Mols SO2 = about 0.3 but mols SO3 will be what formed at 80% yield which is not 0.3. I have that as about 1.2 or so. Then O2 used in the reaction is 1/2 SO3 formed so that is about 0.6 (1.2 * 1.2) and that subtracted from the O2 initially is 1.08 - 0.6 = about 0.48 O2 remaining unreacted. You need to refine all of the numbers and don't round too much in doing so. I think the total mols is more like 0.3 something for SO2, 0.48 or so for O2, and about 1.2 or so for SO3. Check my thinking.
You're on the right track! To calculate the amount of sulfur trioxide (SO3) you should have at the end of the reaction for an 80% yield, you first need to convert the grams of sulfur dioxide (SO2) given to moles.
To convert grams of SO2 to moles, you need to use the molar mass of SO2. From the periodic table, you can find that sulfur has a molar mass of 32.06 g/mol and oxygen has a molar mass of 16.00 g/mol. Since sulfur dioxide (SO2) has one sulfur atom and two oxygen atoms, its molar mass is 32.06 g/mol + (2 x 16.00 g/mol) = 64.06 g/mol.

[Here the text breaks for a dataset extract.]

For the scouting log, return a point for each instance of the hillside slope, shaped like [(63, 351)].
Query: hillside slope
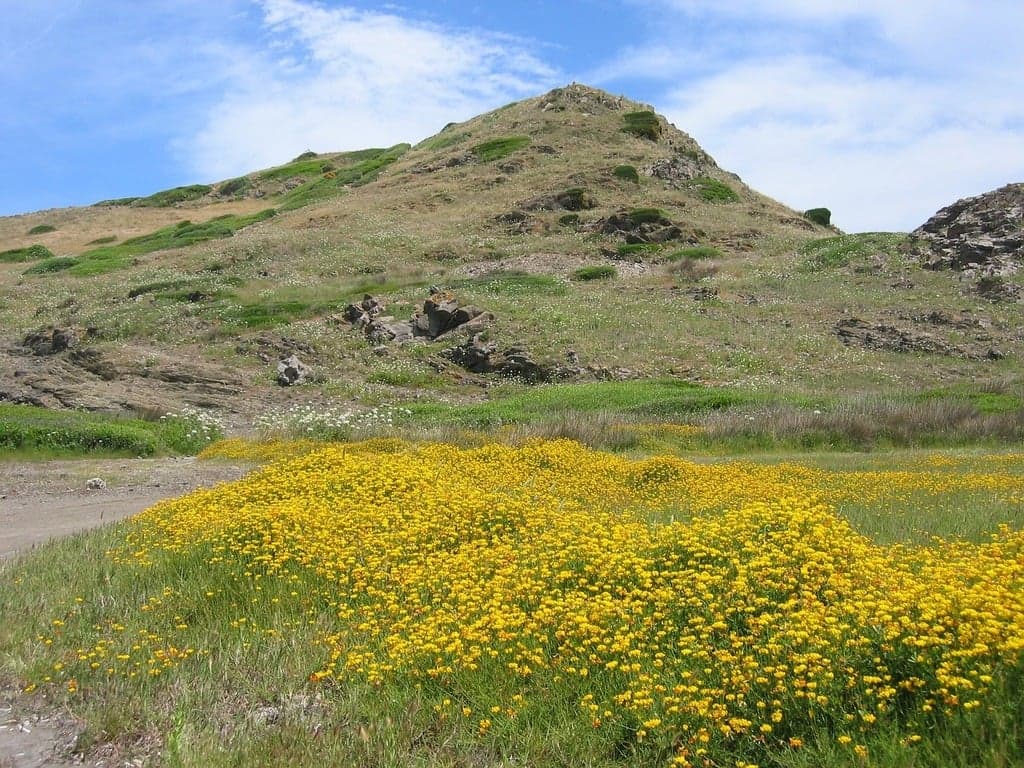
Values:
[(597, 240)]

So, for the 96.9 g of SO2, you divide the mass by the molar mass to get the number of moles:
Moles of SO2 = 96.9 g / 64.06 g/mol ≈ 1.515 mol
Since the molar ratio for the reaction is 2:1 for SO2 to SO3, you should have half as many moles of SO3:
Moles of SO3 = 1.515 mol / 2 = 0.7575 mol
Now, since the yield is given as 80%, you multiply the moles of SO3 by 0.80 to get the actual moles of SO3 you will have at the end:
Moles of SO3 (actual) = 0.7575 mol x 0.80 = 0.606 mol
To determine the moles of SO2 remaining, you subtract the moles of SO3 (actual) from the moles of SO2 initially:
Moles of SO2 remaining = 1.515 mol - 0.606 mol = 0.909 mol
For the remaining oxygen (O2) gas, you divide the given mass by its molar mass. From the periodic table, the molar mass of oxygen is 16.00 g/mol. So, for the 34.6 g of O2, you have:
Moles of O2 = 34.6 g / 16.00 g/mol ≈ 2.1625 mol
Since the molar ratio for the reaction is 1:1 for O2 and SO3, you can use the moles of SO3 (actual) as the moles of O2 (used up), as they will be equal in this case:
Moles of O2 remaining = Moles of O2 - Moles of O2 (used up) = 2.1625 mol - 0.606 mol = 1.5565 mol
Now, you can calculate the total moles of gas in the flask by adding the moles of SO2 remaining, SO3 (actual), and O2 remaining:
Total moles of gas = Moles of SO2 remaining + Moles of SO3 (actual) + Moles of O2 remaining
Total moles of gas = 0.909 mol + 0.606 mol + 1.5565 mol = 3.0715 mol
Finally, you can use the ideal gas law equation PV = nRT, where P is the total pressure, V is the volume (given as 3.5 L), n is the total moles of gas, R is the ideal gas constant (0.0821 L·atm/mol·K), and T is the temperature in Kelvin (830 degrees Celsius = 1103 K):
P x 3.5 L = 3.0715 mol x 0.0821 L·atm/mol·K x 1103 K
Rearranging the equation to solve for P, we have:
P = (3.0715 mol x 0.0821 L·atm/mol·K x 1103 K) / 3.5 L
P ≈ 27.342 atm
Therefore, the total pressure in the flask at equilibrium should be approximately 27.342 atm.